O Gráfico 2 também evidencia o continuado subfinanciamento crónico da Ciência e do Ensino Superior, o que comprovadamente tem comprometido a missão pública das IES e de Investigação Científica e, em última análise, o próprio desenvolvimento de Portugal.

3. Ação Social Escolar

A ação social viu, no OE 2024, a sua dotação aumentar de 196,8 milhões para 211,1 milhões de euros, ou seja, um aumento de 7,3%. Contudo, é preocupante o peso dos Fundos Comunitários nesta rubrica, que este ano representam 66,8% das verbas disponibilizadas (141,1 milhões de euros). Esta dependência, a continuar, poderá, num futuro próximo, comprometer a efetiva implementação das muito necessárias medidas de ação social por uma eventual redução dos Fundos Comunitários.

4. Alojamento

O custo do alojamento dos estudantes constitui, cada vez mais, uma grave barreira à frequência do Ensino Superior. Em 2019, o Ministro Manuel Heitor garantia que o Plano Nacional para o Alojamento no Ensino Superior (PNAES) tinha por objetivo “duplicar a oferta de alojamento para estudantes do ensino superior na próxima década [...] criando no período 2019-2022 cerca de 12 mil novas camas”. Chegados a 2023, o total de camas disponíveis situa-se nas mesmas 15000 que já existiam em 2019. A Ministra Elvira Fortunato anunciou agora um novo plano que promete cerca de 27000 camas até 2026. Se se tiver em atenção que, no momento atual, o número total de estudantes deslocados é na ordem dos 120000, o número de camas existentes é manifestamente insuficiente, mesmo que o objetivo fosse garantir apenas uma cama a todos os estudantes deslocados do primeiro ciclo (cerca de 74000).

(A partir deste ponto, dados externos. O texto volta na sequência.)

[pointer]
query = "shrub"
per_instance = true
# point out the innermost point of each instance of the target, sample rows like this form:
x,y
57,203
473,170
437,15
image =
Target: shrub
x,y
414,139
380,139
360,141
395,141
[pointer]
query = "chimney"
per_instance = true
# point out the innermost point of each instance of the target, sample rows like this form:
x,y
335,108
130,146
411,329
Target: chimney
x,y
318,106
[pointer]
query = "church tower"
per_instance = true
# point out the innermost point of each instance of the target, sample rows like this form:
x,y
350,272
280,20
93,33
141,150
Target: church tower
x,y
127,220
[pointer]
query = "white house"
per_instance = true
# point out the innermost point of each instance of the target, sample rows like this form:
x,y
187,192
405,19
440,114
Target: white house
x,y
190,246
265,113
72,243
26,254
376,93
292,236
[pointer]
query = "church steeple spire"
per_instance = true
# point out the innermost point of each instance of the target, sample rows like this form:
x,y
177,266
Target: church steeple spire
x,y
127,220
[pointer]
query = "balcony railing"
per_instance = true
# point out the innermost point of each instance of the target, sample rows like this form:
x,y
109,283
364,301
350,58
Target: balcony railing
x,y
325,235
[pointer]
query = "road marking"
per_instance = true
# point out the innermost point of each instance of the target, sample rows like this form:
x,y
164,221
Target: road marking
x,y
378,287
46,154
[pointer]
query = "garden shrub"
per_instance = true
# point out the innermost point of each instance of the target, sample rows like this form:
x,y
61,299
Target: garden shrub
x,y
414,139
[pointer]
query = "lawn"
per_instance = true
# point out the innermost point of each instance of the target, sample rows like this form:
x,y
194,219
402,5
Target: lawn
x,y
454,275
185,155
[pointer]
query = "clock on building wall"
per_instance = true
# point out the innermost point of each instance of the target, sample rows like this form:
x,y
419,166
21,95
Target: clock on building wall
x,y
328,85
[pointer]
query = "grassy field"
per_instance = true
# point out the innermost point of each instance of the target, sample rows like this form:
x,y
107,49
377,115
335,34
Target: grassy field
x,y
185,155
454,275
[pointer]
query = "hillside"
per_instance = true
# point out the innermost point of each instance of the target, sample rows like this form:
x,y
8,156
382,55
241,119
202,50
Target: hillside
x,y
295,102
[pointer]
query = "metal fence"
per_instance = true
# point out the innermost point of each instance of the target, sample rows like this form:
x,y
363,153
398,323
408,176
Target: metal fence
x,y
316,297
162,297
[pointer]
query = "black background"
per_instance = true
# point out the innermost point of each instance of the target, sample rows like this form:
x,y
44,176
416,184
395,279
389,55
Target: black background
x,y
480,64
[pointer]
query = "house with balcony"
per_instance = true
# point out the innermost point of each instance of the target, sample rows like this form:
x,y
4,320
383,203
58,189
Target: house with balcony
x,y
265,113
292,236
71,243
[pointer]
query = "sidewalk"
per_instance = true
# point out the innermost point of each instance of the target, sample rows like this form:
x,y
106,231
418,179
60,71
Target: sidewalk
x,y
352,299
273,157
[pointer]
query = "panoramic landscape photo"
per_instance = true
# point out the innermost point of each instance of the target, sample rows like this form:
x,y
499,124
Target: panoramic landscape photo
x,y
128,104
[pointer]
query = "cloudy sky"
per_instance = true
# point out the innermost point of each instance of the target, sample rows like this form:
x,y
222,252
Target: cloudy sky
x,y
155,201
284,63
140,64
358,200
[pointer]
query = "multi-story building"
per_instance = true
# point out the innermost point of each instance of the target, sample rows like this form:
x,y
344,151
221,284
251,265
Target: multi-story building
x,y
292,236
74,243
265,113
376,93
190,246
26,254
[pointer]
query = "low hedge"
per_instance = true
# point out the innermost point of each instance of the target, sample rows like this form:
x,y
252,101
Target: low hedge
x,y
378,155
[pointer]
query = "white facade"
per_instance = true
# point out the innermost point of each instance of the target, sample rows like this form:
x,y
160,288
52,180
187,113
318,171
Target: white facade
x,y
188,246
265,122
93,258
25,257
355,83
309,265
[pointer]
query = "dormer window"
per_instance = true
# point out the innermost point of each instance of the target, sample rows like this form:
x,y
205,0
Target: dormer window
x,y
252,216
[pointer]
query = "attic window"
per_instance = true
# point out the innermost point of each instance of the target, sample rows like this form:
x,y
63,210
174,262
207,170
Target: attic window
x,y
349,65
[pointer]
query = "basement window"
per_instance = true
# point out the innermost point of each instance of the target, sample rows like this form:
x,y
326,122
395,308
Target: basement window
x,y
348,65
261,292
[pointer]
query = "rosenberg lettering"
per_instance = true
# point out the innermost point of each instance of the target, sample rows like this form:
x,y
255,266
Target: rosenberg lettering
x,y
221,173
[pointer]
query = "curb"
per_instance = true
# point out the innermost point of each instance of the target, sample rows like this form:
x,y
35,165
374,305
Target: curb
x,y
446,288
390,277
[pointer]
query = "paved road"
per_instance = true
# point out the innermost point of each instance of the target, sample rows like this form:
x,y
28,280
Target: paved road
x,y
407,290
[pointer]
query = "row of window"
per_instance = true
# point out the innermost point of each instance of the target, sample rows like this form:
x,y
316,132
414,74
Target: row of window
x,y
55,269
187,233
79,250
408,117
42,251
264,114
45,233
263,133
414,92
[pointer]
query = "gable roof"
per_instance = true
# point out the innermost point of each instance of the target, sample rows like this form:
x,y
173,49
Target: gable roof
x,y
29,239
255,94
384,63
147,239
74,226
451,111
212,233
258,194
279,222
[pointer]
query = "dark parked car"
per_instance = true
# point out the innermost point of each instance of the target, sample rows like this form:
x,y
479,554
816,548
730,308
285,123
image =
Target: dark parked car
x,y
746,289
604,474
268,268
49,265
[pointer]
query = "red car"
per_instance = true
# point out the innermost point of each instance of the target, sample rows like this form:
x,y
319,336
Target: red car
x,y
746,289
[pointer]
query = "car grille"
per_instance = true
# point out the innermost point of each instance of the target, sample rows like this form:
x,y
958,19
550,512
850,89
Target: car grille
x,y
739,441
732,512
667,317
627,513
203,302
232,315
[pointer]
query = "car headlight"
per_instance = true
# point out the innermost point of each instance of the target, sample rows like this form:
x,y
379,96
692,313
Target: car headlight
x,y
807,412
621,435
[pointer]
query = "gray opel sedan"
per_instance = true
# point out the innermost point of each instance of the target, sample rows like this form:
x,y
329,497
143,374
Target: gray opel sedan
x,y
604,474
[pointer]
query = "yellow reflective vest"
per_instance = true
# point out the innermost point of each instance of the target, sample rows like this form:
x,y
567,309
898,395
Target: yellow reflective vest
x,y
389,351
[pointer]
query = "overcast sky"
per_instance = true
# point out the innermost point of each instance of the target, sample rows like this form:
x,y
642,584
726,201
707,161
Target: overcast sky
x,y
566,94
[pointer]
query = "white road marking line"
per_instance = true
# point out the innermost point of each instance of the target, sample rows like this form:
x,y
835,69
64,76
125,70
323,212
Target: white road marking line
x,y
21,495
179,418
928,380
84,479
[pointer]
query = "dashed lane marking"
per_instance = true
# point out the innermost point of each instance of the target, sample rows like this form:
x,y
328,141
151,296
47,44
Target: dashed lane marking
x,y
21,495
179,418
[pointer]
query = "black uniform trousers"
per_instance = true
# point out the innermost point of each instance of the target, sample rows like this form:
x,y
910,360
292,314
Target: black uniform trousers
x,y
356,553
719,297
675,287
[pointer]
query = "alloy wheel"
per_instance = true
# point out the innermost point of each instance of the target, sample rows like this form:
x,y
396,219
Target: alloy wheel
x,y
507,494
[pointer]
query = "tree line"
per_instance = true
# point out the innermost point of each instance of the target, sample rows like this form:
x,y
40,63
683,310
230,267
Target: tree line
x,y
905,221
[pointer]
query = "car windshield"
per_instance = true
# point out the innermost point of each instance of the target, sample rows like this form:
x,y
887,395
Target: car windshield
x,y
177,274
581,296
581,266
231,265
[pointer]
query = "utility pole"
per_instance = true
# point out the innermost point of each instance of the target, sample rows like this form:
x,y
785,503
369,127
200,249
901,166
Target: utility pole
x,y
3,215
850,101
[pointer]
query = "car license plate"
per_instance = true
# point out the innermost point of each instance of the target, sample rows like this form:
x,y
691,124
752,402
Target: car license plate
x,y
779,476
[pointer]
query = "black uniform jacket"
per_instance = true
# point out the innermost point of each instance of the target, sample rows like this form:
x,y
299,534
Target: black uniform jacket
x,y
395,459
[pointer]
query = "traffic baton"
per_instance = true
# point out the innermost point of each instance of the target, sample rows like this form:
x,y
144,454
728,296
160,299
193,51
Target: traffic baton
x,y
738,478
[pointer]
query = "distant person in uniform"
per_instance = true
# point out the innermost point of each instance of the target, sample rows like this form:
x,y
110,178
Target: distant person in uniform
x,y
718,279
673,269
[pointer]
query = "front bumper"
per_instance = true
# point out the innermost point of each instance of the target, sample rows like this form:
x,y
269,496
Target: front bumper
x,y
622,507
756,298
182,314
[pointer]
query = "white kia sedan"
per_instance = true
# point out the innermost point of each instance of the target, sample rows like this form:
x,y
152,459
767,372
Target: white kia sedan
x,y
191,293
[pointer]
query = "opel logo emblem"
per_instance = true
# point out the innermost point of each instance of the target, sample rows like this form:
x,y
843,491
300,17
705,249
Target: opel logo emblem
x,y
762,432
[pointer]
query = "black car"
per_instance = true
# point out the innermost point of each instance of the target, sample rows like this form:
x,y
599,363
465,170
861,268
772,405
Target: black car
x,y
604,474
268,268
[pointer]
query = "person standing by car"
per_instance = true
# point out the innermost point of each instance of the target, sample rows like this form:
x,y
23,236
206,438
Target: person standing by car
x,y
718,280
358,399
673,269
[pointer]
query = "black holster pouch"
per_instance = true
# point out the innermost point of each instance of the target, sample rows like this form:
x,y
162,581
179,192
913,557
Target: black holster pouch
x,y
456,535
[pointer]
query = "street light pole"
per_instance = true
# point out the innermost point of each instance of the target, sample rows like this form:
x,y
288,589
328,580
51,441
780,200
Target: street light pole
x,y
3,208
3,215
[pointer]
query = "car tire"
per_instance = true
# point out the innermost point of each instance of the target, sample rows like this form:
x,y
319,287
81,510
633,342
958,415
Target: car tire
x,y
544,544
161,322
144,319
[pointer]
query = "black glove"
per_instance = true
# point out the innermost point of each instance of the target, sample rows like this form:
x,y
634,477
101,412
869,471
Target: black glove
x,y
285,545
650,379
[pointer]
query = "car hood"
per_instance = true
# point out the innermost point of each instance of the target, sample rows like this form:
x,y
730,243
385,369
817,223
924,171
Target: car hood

5. Frequência do Ensino Superior

Não se vislumbra como é que o governo pretende garantir que, em 2030, seis em cada dez jovens com 20 anos estarão a frequentar o Ensino Superior. O número de jovens com 20 anos em 2023 em Portugal era 108654 e a projeção do INE para 2030 é de 105807 jovens com essa idade. Ou seja, para garantir uma frequência de 60% desta população, seria necessário que 63484 jovens estivessem inscritos numa das IES. Para conseguir esse objetivo será também necessário que as IES tenham condições para acolher esses jovens, o que não parece ser possível sem maior financiamento. Mais, atendendo ao número de vagas postas no Concurso Nacional de Acesso (CNA) ao Ensino Superior público nos últimos anos (50852 em 2017, 50860 em 2018, 56121 em 2019, 55307 em 2020 e 54641 em 2021), para atingir esse número seria necessário que o número de vagas aumentasse em cada ano em cerca de 1000 lugares.

6. Precariedade

A precariedade no setor do Ensino Superior e Investigação tem duas vertentes dramáticas: o abuso da figura de docente convidado e a generalizada precariedade dos investigadores. O abuso da contratação de docentes convidados para assegurar o funcionamento de unidades curriculares básicas faz com que estes docentes sejam miseravelmente pagos (cerca de 1/3 do salário de um docente de carreira que lecione o mesmo número de horas letivas semanais), podendo-se afirmar que as diversas IES praticam uma forma de exploração inaceitável segundo os mais básicos direitos, nomeadamente, de trabalho igual salário igual[2]. No que concerne aos investigadores, a Ministra Elvira Fortunato criou, com pompa e circunstância, o programa “FCT Tenure” com o objetivo de possibilitar a contratação para a carreira (de investigador ou docente) um total de 1400 investigadores até 2025. Contudo, existem atualmente cerca de 9000 investigadores precários no Sistema Científico e Tecnológico Nacional (SCTN), o que faz com que o programa proposto não seja uma solução para a grande maioria desses investigadores e, por essa razão, é de um grande cinismo afirmar-se que “não queremos estar daqui a mais seis anos a lidar com este problema entre mãos” (Público de 7 de julho de 2023), tanto mais que o programa não terá qualquer sustentabilidade dada a oposição do CRUP[3] e as reservas do Conselho de Laboratórios Associados (CLA). O anúncio de uma verba específica de 20 milhões de euros no OE 2024 para estímulo à contratação para a carreira de investigadores (MCTES – 8 de janeiro de 2024) não elimina as reservas manifestadas por Reitores e CLA, dado que não estão garantidas dotações para o mesmo propósito nos OE dos anos vindouros.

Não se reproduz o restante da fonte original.